Nick Thieberger works for the Pacific and Regional Archive for Digital Sources in Endangered Cultures (PARADISEC) and the University of Melbourne. Nick won the Research and Innovation Award at the Digital Preservation Awards of 2024.
“Those who do not see themselves reflected in national heritage are excluded from it."
Stuart Hall*
The Pacific and Regional Archive for Digital Sources in Endangered Cultures (PARADISEC) is an exemplary research repository, primarily for records in ‘small’ or ‘under-resourced’ languages, records that would otherwise have no archival home. These records include manuscripts, media recordings (with transcripts where possible), dictionaries and so on. Many are the result of fieldwork by an outsider researcher in a small community. For some of these languages, this is the only material in them available on the web.
PARADISEC demonstrates end-to-end training and assistance with creation of citable research data and metadata, longterm curation, and APIs to maximise findability. It shows how a relatively low-tech Australian DIY [1] solution can be world-leading. It uses standard metadata terms and conforms to relevant international standards, allowing its catalog to be harvested by the Open Language Archives Community (OLAC), TROVE, Research Data Australia, Digital Pasifik, and google, among others.
PARADISEC holds 240 terabytes of material in 1,366 languages, some going back to the 1950s. It continues to accession recordings and images from current researchers. It works with the Vanuatu Cultural Centre and Solomon Islands National Museum, and the Universities of French Polynesia and New Caledonia to support similar work there. Based at the Universities of Melbourne, Sydney, and the ANU, it is currently also supported by the NCRIS-funded Language Data Commons of Australia [https://www.ldaca.edu.au]. This work has also been funded from a range of different sources, including ARC LIEF, Future Fellowship, Centre of Excellence, and international funding bodies that provide project based funding.
Originally designed to digitise and preserve recordings made in the past that were at risk of loss, PARADISEC has now moved on to accept born-digital research outputs, providing citable forms of primary data for use on current research. Each item is licensed for reuse, and some can be held as closed or even hidden items. The responsive platform we have built allows us to close an item immediately if need arises, for example, in some communities, in the case of the death of the speaker may require their recording to be closed for a period.

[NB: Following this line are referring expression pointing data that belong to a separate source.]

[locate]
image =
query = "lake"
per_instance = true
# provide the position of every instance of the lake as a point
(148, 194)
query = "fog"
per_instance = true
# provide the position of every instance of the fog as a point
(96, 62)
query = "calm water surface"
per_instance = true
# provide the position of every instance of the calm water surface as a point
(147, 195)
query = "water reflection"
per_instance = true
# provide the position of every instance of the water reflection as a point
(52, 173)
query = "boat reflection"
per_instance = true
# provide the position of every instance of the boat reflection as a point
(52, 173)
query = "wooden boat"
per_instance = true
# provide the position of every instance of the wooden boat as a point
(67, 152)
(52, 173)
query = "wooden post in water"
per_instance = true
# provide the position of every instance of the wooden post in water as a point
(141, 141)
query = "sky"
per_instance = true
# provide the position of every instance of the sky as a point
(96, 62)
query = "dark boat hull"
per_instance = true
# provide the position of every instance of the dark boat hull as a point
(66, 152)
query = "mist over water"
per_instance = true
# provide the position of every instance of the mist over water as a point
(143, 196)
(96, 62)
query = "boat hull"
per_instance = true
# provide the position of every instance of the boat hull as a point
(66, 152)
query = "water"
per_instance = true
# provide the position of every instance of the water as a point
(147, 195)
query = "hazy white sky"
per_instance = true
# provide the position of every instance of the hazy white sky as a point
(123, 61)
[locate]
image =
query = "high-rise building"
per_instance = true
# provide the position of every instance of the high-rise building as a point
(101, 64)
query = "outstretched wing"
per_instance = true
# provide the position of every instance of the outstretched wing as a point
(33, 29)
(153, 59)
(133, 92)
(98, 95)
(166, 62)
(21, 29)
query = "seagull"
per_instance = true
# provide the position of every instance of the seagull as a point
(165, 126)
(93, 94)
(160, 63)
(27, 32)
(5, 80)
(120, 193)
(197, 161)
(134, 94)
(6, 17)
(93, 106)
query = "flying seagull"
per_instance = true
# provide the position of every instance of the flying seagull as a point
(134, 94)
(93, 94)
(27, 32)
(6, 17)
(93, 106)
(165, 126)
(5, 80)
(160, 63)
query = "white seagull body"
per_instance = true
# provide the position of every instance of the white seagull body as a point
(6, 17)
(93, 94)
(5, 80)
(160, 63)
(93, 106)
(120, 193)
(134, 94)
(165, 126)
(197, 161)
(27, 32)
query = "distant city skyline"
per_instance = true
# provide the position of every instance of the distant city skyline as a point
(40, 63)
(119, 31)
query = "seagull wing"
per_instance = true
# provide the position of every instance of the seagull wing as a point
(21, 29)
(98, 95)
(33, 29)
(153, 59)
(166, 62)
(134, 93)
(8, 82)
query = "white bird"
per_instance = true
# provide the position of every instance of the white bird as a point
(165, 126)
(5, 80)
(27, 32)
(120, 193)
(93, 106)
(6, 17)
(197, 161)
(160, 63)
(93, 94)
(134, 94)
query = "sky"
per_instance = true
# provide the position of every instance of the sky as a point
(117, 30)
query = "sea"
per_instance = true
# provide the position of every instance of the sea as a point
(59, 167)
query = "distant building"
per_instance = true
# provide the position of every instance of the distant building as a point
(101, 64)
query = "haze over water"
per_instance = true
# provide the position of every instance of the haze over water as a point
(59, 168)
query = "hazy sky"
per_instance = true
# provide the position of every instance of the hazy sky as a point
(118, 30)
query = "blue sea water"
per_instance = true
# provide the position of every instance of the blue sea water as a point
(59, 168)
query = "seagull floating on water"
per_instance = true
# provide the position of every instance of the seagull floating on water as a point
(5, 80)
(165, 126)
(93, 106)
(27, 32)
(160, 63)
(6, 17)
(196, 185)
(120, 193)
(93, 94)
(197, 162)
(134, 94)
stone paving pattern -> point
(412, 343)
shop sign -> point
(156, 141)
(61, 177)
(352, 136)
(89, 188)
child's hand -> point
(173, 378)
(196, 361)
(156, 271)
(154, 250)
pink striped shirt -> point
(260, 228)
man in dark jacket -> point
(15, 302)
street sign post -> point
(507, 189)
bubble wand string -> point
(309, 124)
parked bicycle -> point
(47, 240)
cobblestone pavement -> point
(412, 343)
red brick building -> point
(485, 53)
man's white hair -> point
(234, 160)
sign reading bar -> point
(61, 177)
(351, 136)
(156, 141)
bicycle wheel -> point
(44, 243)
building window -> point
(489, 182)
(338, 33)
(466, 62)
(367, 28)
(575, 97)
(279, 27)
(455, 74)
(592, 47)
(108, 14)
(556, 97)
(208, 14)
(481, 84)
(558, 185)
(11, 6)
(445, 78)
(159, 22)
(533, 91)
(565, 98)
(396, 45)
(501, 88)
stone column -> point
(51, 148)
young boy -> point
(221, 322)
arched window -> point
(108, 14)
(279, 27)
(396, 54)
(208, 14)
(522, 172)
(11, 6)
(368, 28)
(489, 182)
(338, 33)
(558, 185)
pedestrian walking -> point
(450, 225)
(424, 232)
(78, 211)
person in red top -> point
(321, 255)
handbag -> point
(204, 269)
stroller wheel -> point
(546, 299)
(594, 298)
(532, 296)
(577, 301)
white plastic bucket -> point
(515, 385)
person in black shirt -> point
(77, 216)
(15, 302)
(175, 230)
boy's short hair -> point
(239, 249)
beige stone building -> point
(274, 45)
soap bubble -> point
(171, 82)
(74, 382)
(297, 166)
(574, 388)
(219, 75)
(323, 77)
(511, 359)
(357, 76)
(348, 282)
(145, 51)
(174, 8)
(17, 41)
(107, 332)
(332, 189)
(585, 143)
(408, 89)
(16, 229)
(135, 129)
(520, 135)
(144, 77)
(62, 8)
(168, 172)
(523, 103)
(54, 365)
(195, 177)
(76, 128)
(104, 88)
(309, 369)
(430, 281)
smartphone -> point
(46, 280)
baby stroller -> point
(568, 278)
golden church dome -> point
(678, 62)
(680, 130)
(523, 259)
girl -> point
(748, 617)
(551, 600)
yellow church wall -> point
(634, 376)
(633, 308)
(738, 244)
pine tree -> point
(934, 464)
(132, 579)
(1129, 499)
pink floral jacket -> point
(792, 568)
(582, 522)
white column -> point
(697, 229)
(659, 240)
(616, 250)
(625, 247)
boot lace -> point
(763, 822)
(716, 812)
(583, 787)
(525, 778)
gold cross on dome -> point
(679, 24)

The PARADISEC collection is stored in Amazon S3 [2] provided by the University of Sydney, and is written as Research-Object Crate (RO-Crate), conforming to the Australian Research Data Commons standard, to ensure longevity, as each item is stored together with its RO-Crate file (in jsonLD). This allows us to take arbitrary objects from the collection and to write a catalog of just that selection by harvesting metadata from the standard structure of the RO-Crate. We can then deliver this subcollection on hard disks or Raspberry Pi for local wifi transmission.
PARADISEC is an exemplar of a research repository that provides a home for research material, a base for future research based on fixed and citable material, and a public-facing resource that is maximally findable by the small communities in the Pacific that have internet access and can now find online records in their own languages.
In 2024, PARADISEC won the highly competitive Digital Preservation Coalition Award for Research and Innovation.
*Attributed and cited in many places, but I can’t find the reference
1. Schematic of the PARADISEC collection
[1] Niamh Moore, Nikki Dunne, Martina Karels, and Mary Hanlon, ‘Towards an Inventive Ethics of Carefull Risk: Unsettling Research through DIY Academic Archiving’, Australian Feminist Studies, vol. 36, no. 108, p. 184. https://doi.org/10.1080/08164649.2021.2018991.
[2] To pre-empt queries about privacy, our S3 storage is within Australia and Amazon states that they do not use our data in any way. S3 storage costs us about a tenth of previous storage cost which frees up funds for other work. We have opted-out of Amazon using any of our material.